Former Miss West Virginia Allison Williams filed suit in U.S. Distrcit Court against 59 defendants that she claims falsely portrayed her having sex in the back of a television news truck.
She is seeking damages and injunctive relief for the distribution and sale of video content claiming to have caught the former beauty queen in explicit sexual acts. Some of the sites being sued also have photographs of her wearing her pageant crown juxtaposed with video content of an unidentified woman, purported to be Williams, engaged in sex acts.

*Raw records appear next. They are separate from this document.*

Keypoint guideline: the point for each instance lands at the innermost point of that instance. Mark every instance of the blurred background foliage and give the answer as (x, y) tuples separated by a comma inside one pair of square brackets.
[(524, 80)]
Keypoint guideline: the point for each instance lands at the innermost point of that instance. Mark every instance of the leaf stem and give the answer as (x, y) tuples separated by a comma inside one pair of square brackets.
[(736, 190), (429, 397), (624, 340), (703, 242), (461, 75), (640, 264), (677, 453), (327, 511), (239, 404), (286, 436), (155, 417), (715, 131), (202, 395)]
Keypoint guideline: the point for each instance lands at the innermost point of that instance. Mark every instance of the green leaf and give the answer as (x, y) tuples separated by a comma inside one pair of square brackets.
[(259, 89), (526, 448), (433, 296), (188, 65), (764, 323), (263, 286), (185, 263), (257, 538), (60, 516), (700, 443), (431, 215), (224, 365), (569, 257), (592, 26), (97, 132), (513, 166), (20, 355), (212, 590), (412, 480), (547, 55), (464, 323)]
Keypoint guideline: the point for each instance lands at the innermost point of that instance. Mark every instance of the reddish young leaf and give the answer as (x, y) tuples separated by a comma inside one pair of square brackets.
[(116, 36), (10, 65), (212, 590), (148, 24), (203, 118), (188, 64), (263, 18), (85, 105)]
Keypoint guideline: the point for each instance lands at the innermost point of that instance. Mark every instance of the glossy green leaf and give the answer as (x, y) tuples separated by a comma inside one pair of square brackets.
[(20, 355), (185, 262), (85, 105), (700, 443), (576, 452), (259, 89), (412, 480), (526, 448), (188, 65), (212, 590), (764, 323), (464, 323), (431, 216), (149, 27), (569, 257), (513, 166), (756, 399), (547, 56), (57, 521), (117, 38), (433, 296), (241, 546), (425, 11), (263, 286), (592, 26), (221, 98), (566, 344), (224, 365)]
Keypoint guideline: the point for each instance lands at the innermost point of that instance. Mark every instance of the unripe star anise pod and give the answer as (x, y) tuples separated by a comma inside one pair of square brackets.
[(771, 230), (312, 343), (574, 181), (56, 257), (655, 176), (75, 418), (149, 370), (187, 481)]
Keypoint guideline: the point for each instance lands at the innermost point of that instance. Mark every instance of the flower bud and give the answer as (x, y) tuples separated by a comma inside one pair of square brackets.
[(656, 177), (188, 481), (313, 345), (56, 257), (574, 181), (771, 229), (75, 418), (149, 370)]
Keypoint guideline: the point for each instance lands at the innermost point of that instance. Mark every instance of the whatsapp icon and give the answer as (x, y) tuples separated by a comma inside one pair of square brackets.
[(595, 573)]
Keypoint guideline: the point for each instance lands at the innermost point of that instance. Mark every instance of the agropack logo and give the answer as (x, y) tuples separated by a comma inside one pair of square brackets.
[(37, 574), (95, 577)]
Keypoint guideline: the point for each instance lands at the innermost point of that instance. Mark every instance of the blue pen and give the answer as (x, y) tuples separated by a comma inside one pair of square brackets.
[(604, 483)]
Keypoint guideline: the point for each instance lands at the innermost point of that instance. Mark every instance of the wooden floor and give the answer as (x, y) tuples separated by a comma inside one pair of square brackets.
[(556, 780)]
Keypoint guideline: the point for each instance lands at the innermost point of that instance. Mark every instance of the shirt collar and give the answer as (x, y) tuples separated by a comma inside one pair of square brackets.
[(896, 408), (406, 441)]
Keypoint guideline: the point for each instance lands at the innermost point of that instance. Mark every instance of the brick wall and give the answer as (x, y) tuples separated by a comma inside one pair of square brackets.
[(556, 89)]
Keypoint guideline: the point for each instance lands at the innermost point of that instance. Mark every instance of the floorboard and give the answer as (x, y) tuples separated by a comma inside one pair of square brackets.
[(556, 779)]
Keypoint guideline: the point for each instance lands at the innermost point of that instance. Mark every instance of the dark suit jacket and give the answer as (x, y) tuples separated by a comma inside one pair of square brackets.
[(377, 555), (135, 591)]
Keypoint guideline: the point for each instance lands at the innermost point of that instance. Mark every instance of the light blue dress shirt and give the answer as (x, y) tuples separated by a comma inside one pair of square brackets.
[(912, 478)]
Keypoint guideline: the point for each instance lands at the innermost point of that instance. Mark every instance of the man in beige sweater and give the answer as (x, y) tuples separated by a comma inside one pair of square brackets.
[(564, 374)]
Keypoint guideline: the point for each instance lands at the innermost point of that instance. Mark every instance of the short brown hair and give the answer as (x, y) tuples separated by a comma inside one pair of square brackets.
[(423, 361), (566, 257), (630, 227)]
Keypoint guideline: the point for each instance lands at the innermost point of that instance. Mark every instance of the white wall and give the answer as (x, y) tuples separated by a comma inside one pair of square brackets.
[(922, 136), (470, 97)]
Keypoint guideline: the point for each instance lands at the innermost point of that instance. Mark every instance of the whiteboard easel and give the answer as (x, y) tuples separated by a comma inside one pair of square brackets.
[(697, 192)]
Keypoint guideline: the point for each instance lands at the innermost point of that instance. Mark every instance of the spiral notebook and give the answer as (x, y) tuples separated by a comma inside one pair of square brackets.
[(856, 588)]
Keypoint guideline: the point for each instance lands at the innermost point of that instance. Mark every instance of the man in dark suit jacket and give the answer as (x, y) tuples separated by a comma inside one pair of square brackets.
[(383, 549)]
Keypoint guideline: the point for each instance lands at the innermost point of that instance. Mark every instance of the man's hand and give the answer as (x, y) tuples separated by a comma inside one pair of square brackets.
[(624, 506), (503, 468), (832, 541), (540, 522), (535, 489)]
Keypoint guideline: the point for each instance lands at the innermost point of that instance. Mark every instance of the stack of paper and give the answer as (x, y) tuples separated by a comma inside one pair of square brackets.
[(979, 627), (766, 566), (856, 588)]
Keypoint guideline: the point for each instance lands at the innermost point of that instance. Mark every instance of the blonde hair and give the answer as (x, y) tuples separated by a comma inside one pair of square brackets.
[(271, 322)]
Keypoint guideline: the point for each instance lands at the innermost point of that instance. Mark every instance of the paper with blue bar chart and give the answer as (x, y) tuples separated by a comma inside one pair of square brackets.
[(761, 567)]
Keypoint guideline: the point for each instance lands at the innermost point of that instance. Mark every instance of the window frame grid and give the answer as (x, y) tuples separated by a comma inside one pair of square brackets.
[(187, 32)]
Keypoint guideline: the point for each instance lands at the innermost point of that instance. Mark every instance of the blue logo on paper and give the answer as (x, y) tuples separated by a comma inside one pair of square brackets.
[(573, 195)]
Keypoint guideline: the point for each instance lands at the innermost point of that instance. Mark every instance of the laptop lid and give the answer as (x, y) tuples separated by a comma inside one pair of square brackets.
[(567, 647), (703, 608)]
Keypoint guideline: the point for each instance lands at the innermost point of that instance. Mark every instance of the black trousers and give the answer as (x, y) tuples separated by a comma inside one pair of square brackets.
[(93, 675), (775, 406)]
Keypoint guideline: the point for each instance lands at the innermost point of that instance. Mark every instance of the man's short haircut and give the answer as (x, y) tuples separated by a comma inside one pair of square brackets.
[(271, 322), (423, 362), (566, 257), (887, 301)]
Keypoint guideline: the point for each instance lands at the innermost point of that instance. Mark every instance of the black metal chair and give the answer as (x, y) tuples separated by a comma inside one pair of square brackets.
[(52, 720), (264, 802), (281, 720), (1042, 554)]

Williams and her legal representatives from the law firm Jackson Kelly PLLC filed a complaint on March 18, nearly a year after the photos and video were discovered on the Internet. A spokeswoman for Williams told XBiz that it took that long for Williams' attorneys to locate and identify all of the defendants who had featured the content on their websites.
The representative explained the process as being extremely arduous given the amount of aliases being used by the adult businesses in question, in addition to dealing with businesses in other countries.
"This has been a nightmare," Williams stated. "The woman in the video is not me. She doesn't even look like me. I have never participated in any pornographic video."
Williams is alleging that many of the photos, which began appearing on the Internet in September, were "doctored" to look like her.
Williams was crowned Miss West Virginia in 2003 and went on to compete in the Miss America pageant. She believes she became a target of several porn sites because of her status as a beauty pageant queen.
Williams is a law student at West Virginia University College of Law where she first discovered the alleged misuse of her likeness on the Internet.
The defendants in the case are located in the United States, Australia, The Netherlands, Belgium, Cayman Islands, Canada and South Africa.